Miss Hunter attended the recent assembly, and after presenting the Progress Pathway certificates to the pupils, she reflected on their achievements: “John always said that chances come through hard work, resilience, doing the right things, and being a good person; the fact that all 12 of the students have shown these qualities is fantastic.

“There are many other distractions in life at their age, and their perseverance has been fantastic – I’m incredibly proud of all of them.”

As part of the Progress Prize celebration assembly, Head Boy and Head Girl, Sebastien and Dora, and Assistant Head, Mrs Laing, delivered speeches detailing the meaning behind the Progress Prize, before Headteacher, Mr Walker, read ‘If’ by Rudyard Kipling – noted by Miss Hunter as one of Mr Evans’ favourite poems.

Between the speeches, the students were awarded certificates for making their way through the Pathway, before Emma, this year’s Progress Prize winner, collected her winning prize.

And following the assembly, Emma reflected on being part of the Progress Pathway.

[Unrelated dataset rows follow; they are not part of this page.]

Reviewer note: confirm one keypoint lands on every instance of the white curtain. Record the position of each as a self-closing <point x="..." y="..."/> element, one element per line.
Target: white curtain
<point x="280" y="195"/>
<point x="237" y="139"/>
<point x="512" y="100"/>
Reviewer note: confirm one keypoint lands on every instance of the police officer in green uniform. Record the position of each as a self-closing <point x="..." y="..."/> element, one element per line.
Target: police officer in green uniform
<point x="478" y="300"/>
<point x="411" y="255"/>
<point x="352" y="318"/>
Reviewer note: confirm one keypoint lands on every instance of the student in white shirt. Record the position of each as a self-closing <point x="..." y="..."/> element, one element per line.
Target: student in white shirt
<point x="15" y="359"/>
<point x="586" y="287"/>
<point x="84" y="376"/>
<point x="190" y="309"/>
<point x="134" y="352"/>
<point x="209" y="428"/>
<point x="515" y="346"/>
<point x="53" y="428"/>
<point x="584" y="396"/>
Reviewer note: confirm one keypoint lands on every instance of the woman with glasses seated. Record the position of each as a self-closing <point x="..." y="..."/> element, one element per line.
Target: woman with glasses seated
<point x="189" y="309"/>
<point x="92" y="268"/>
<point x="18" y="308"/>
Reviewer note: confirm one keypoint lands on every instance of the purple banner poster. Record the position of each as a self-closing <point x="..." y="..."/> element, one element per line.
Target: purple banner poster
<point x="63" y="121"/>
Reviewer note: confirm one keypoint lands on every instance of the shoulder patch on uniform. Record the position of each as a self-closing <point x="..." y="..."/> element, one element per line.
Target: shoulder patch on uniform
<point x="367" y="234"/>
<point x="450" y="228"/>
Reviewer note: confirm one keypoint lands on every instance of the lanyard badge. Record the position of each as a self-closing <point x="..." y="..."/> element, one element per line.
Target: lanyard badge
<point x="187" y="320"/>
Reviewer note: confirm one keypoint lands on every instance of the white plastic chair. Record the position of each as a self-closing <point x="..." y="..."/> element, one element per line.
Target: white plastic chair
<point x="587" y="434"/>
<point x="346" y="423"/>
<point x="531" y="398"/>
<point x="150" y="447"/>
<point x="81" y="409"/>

She said: “I’ve gained so much confidence for the future through public speaking and meeting different people.

“It’s also helped me figure out my plans for the future – I now know that I would like to be an aircraft engineer.”

As winner of the Progress Prize, Emma will now see her name etched on the John Evans Progress Prize wall plaque, situated in Kernewek Hall, alongside the previous years’ winners. Additionally, all of the names of the students who were on the Pathway are currently displayed near the main entrance to the College.